In the midst of the seemingly relentless medical assault on the consumption of wine, the authoritative figure of Louis Pasteur offers wine drinkers some muchneeded support. It was, after all, this giant of 19th-century science who pronounced wine to be "the most healthful and most hygienic of beverages", and who also believed that "a bottle of wine contains more philosophy than all the books in the world". And Pasteur's own most extensive study of wine, the Études sur le vin of 1866, is much more than merely a scientific treatise or a record of experiments.

The extraordinary expansion of the French economy under Louis-Napoléon in the mid-19th century had exposed underlying problems in French viticulture which had been disguised while France's economy was more agricultural than industrial, and while most French wine was drunk — and was made to be drunk — very young and in the locality where it was grown. But the commercial treaties which had opened up vast and tempting markets for French wine had also exposed those wines to the rigours of transportation and to extreme variations of climate. The result had been an unacceptable degree of spoilage. As an English wine merchant had written to Pasteur in October 1863: "The French are astonished that the trade in French wine has not expanded since the treaty of commerce. The reason for this is simple enough. To begin with we were eager to trade in these wines, but it wasn't long before we learned to our cost that to do so led to great losses and infinite embarrassment because of the maladies to which they are subject."

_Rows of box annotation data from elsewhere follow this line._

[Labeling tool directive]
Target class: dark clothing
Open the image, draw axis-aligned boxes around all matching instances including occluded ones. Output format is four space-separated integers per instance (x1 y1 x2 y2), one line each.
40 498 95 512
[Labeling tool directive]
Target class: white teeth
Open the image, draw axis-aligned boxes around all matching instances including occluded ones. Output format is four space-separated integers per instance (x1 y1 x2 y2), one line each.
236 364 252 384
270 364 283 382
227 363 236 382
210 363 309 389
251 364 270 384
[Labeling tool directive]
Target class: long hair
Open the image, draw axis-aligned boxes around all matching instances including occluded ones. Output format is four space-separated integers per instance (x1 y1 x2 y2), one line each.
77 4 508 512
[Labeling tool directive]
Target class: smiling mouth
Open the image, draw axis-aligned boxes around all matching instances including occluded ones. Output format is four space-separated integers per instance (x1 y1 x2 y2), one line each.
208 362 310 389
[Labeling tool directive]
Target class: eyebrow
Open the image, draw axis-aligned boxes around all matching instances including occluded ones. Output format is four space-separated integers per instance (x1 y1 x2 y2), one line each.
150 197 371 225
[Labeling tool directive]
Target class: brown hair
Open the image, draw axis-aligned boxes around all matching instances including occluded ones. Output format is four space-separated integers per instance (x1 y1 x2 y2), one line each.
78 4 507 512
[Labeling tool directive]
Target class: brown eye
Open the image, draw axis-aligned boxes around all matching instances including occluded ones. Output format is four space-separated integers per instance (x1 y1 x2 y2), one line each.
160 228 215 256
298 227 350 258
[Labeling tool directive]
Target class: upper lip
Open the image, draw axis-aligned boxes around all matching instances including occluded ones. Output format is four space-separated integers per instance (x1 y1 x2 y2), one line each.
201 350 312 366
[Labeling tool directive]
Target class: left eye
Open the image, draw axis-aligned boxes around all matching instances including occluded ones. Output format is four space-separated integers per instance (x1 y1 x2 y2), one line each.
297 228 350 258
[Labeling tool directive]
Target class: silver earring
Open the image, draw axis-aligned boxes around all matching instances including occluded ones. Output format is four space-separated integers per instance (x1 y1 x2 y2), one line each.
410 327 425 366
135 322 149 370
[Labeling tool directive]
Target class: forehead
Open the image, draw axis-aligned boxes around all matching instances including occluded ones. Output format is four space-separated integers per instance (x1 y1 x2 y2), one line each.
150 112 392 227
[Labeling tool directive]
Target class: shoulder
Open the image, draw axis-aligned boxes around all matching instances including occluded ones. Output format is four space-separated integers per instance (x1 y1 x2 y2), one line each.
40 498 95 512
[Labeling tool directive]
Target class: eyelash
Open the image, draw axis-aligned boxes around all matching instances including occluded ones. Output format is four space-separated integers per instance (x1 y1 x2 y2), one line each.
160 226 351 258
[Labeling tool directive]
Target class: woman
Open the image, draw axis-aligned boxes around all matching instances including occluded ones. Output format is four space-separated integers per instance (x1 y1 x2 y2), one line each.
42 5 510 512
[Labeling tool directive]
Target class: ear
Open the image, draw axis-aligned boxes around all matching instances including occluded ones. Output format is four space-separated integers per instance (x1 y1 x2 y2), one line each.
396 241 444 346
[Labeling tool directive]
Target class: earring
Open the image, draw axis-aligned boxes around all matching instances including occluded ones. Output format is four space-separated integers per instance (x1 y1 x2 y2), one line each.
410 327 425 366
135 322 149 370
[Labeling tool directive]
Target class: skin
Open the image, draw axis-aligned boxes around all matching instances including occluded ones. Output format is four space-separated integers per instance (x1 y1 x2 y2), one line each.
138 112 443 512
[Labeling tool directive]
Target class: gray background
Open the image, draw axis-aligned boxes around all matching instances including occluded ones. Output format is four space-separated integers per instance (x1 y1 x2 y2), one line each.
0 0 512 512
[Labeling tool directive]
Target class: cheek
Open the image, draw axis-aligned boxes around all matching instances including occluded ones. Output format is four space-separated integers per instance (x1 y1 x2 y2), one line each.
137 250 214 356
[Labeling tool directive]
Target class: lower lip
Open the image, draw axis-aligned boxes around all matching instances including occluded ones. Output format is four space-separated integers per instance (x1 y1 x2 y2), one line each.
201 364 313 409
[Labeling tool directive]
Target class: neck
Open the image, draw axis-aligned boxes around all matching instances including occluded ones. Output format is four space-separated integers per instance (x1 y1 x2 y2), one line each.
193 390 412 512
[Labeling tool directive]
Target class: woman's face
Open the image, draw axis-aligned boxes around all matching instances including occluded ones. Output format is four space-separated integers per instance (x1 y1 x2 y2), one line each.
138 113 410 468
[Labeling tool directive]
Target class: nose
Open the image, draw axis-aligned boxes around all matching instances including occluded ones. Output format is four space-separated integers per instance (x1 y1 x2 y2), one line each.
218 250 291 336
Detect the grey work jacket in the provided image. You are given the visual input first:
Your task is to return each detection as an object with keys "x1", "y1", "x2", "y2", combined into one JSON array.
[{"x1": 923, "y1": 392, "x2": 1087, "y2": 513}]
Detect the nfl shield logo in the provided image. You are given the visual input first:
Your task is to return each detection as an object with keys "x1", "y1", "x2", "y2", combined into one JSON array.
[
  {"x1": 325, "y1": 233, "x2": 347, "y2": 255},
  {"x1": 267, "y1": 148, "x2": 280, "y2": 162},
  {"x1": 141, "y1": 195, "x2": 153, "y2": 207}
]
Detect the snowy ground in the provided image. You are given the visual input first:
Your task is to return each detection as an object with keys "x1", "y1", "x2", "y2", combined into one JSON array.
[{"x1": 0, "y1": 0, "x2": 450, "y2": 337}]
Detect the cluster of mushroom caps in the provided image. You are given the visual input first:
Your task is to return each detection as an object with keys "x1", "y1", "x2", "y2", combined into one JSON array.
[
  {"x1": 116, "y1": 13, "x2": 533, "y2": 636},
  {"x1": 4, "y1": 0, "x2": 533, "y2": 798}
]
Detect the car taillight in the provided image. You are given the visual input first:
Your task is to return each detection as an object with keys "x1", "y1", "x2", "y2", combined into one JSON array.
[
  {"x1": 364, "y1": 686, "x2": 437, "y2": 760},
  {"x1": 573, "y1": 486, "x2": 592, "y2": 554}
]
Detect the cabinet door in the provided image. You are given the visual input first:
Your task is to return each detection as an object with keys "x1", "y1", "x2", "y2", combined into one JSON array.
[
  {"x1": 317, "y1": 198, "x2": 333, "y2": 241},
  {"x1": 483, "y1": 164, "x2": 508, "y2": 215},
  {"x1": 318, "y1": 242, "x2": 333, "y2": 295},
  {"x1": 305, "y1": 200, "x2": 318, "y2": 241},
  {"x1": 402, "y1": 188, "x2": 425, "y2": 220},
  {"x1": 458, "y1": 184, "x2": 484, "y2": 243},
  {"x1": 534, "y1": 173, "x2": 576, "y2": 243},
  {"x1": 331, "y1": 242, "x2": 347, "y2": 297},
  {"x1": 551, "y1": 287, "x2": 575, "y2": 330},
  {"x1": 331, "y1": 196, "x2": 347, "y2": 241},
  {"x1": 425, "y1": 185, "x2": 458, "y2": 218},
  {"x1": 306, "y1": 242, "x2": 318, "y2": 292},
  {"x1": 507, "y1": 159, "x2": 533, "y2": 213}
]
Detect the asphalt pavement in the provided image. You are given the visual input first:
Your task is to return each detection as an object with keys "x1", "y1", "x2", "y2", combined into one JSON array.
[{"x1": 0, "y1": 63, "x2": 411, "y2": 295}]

The scale of the problem was immense. In mid-19th century France two million hectares were given over to the cultivation of the vine. This produced 50 million hectolitres of wine, with an annual total value of 500 million francs. But if the problems associated with the transportation of French wine could be overcome and a global market for this luxury product be secured, that value would increase dramatically. The stakes were high.

The problem was severe enough — and the potential rewards great enough — for the Emperor himself to take an interest. In July 1863 he had commanded Pasteur to investigate the problem of wine spoilage and to propose remedies. A little over two years later, in December 1865, Pasteur presented the fruits of his research to the Emperor at the palace of Compiègne. It is not an exaggeration to say that our empirical understanding of the chemistry of wine and wine-making begins at the moment Pasteur bowed before Louis-Napoléon. Pasteur paid generous tribute to his predecessors in the study of wine and fermentation — men such as Chantal, Lavoisier, and Fabroni. Nevertheless, his own contribution was transformative.